2. "Zero Persistence": Protecting Industrial IP and Blueprints
In manufacturing, your data is your Intellectual Property. Using a generic AI tool often requires uploading proprietary schematics, bill-of-materials (BOM), or customer-specific designs to a third-party vendor.
Bespoke orchestration offers Zero Persistence. Using Elementum's CloudLink architecture, the AI interacts with your blueprints and sensitive customer contracts directly within your secure environment. It provides the support needed and then "forgets" the technical details. Your IP never leaves your perimeter, and it is never used to train a public model, ensuring your competitive secrets stay secret.
3. Mastering the "Supply Chain Shock" with Intelligent Resolution
Global supply chains are volatile. Off-the-shelf bots cannot help a customer when a shipment is delayed due to a port strike or raw material shortage.
A bespoke orchestration layer treats disruptions as a puzzle to be solved. When a delay is detected in your ERP, the AI agent can proactively reach out to affected customers, offer alternative components that are currently in stock, or suggest a split-shipment strategy. Because it is natively connected to your supply chain data in Snowflake, it can make these high-stakes decisions within the guardrails you define.
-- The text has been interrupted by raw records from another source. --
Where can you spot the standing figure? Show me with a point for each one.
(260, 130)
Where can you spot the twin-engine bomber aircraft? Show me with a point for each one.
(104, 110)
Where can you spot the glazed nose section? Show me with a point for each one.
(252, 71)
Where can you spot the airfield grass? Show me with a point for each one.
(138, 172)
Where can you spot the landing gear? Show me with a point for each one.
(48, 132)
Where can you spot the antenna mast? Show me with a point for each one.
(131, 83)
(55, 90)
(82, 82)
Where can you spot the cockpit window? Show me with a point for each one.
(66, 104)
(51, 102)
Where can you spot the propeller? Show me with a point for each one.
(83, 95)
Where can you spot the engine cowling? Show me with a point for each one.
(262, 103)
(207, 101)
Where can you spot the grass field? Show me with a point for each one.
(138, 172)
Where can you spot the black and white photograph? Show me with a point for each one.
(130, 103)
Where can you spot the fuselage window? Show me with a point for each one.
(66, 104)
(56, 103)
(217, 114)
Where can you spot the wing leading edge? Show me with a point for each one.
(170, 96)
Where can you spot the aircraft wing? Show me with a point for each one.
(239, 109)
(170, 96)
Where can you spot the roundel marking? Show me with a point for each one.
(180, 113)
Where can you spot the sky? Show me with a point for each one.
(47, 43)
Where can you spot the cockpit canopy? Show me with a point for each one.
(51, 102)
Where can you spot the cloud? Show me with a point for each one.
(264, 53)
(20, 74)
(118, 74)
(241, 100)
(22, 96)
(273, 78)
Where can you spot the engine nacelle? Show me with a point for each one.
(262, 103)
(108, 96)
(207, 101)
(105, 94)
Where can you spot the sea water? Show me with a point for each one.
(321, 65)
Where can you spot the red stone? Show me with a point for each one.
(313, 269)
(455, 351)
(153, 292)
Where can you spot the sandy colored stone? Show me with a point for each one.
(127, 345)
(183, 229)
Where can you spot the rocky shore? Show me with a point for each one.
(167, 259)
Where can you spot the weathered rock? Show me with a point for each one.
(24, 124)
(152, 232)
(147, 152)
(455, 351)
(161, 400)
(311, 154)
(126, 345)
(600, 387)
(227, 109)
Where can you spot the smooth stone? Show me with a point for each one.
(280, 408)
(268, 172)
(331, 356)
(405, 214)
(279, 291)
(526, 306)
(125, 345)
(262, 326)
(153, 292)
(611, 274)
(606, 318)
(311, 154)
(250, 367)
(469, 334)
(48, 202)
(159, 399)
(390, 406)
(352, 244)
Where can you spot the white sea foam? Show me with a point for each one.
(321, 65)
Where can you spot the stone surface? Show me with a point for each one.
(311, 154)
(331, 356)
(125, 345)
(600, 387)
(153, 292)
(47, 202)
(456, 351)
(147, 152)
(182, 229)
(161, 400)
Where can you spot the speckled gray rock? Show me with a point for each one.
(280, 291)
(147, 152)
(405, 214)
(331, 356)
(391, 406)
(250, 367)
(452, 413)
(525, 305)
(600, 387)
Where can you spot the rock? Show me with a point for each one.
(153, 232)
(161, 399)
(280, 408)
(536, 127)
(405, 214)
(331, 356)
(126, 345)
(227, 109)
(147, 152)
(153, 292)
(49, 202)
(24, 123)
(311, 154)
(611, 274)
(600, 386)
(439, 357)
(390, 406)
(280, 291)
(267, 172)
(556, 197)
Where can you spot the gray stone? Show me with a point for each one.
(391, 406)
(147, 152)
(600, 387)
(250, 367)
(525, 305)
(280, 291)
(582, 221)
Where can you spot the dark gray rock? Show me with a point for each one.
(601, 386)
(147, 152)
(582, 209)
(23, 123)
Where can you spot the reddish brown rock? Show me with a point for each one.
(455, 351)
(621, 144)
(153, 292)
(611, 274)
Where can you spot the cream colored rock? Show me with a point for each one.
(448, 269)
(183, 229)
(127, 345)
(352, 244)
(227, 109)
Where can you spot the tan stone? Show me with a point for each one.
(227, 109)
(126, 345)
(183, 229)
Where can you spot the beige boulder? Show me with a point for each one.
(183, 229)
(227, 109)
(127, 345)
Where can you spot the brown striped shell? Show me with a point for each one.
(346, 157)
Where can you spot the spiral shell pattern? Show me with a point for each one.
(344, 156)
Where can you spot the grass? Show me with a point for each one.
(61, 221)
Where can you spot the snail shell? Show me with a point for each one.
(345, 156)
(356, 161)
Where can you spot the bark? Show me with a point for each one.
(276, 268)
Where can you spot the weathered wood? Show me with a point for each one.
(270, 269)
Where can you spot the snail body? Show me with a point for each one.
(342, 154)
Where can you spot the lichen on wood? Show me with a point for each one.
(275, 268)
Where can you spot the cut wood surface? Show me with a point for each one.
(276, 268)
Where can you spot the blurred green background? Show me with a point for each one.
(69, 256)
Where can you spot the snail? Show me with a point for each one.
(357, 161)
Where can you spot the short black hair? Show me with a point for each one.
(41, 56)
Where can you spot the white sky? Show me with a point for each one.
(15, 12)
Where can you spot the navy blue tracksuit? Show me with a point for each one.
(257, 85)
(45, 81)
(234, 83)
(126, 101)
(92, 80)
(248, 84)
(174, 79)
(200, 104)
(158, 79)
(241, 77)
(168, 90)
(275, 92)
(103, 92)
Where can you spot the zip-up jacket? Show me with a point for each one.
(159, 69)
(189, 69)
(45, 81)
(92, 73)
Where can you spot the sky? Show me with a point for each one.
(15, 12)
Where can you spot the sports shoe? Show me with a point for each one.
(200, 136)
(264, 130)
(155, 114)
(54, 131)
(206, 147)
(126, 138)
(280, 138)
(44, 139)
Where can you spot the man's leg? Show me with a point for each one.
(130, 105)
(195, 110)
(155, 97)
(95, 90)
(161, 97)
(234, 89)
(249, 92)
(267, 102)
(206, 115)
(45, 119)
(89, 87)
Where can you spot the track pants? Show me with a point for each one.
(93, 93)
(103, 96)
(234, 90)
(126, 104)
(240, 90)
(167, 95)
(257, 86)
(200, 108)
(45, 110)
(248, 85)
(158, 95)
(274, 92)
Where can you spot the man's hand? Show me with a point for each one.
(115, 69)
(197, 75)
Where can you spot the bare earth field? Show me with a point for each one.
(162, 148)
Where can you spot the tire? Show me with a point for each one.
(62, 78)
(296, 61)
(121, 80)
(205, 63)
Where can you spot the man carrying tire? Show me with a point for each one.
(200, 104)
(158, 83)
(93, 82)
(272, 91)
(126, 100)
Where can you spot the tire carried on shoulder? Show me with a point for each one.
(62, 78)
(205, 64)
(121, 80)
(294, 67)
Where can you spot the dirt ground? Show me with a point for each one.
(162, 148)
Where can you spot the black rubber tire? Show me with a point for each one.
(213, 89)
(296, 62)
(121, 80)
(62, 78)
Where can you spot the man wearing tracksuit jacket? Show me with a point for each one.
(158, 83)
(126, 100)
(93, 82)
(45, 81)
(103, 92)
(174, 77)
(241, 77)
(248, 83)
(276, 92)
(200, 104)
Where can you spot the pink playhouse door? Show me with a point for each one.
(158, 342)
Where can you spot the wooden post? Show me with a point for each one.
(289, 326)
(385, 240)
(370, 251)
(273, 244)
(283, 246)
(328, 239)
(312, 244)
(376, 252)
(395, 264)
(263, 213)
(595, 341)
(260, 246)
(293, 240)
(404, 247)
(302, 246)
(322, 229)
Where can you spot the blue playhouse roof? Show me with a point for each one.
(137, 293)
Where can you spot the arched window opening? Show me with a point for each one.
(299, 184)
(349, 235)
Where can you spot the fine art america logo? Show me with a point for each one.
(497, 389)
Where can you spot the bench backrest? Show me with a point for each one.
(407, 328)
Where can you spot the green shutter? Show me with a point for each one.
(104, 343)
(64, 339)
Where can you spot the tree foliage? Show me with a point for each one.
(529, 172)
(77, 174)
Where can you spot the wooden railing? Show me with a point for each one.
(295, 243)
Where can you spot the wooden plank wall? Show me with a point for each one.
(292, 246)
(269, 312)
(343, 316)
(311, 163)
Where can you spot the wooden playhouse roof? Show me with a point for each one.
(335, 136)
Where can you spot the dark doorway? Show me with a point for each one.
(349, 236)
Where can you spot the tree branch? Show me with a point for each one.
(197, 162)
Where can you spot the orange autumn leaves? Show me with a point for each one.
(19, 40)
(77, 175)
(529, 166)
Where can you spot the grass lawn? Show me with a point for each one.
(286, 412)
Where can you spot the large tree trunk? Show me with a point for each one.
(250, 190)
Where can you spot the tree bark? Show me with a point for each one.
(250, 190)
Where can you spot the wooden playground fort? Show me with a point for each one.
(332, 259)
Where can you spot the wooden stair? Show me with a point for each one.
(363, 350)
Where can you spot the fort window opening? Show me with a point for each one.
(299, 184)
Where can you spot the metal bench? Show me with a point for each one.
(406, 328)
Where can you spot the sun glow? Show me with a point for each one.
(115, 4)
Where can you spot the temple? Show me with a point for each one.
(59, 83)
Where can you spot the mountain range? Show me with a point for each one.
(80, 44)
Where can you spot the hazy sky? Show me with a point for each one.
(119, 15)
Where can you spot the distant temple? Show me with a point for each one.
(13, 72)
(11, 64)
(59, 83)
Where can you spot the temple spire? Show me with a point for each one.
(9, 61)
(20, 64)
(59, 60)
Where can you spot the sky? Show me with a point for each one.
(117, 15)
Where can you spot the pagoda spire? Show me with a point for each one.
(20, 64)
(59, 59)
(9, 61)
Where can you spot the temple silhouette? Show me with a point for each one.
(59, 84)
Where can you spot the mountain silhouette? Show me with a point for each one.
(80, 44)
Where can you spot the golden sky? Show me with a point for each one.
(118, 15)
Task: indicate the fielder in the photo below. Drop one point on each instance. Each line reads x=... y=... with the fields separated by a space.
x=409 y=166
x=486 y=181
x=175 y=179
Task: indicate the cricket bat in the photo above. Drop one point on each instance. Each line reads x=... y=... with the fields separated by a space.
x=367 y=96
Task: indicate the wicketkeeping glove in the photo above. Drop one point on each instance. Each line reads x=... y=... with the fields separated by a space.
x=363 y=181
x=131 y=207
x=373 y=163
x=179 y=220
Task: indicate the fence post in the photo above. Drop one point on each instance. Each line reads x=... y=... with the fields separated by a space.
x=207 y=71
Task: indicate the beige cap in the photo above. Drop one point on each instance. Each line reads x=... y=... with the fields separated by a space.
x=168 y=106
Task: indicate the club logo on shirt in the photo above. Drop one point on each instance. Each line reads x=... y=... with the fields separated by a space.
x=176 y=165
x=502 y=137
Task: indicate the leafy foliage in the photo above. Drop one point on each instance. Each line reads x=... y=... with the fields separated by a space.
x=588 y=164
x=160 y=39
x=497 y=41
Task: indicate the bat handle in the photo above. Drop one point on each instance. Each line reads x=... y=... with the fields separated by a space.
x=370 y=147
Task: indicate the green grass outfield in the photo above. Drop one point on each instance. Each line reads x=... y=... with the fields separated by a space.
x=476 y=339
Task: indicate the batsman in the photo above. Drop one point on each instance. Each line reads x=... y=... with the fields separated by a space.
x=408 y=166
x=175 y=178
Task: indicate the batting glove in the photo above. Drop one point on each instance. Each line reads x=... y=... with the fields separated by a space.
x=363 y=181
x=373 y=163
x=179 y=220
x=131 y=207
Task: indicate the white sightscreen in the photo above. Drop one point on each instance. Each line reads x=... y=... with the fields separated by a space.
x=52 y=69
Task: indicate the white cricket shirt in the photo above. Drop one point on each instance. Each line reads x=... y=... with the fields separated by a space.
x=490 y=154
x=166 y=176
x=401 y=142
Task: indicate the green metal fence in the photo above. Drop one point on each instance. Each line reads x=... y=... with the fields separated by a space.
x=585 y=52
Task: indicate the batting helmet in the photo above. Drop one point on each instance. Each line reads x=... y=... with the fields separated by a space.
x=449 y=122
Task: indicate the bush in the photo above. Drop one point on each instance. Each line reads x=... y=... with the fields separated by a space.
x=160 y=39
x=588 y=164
4. ROI: Replacing Legacy "Call Center Bloat" with Digital Labor
Manufacturers often struggle with high agent turnover and the "tribal knowledge" trap—where only a few senior reps know how to handle complex technical queries.
Bespoke AI acts as Digital Labor that captures and scales this expertise. Instead of paying for a "per-seat" license for a tool that can only handle basic FAQs, a platform like Elementum allows you to build a single, intelligent layer that manages up to 80% of routine technical queries and order updates. This allows your human experts to focus on complex engineering challenges while the AI handles the volume at a fraction of the cost.
2026 Comparison: The Manufacturing Edition
| Feature | Generic Industrial Bot | Bespoke AI Orchestration (Elementum) |
|---|---|---|
| Technical Depth | Limited to FAQs | Grounded in your BOM & Schematics |
| Data Privacy | IP shared with vendor cloud | Zero Persistence (IP stays in your cloud) |
| Actionability | Informational only | Operational (RMA/Dispatch/Orders) |
| Telemetry Integration | None / Manual | Native IoT & Lakehouse integration |
| Supply Chain Insight | Static status updates | Proactive disruption management |
The Verdict for 2026
In manufacturing, "close enough" is not good enough. To protect your intellectual property, minimize downtime, and scale your technical expertise, the only path forward is bespoke orchestration: building intelligent agents that work natively on your data to provide secure, precise, and actionable industrial support.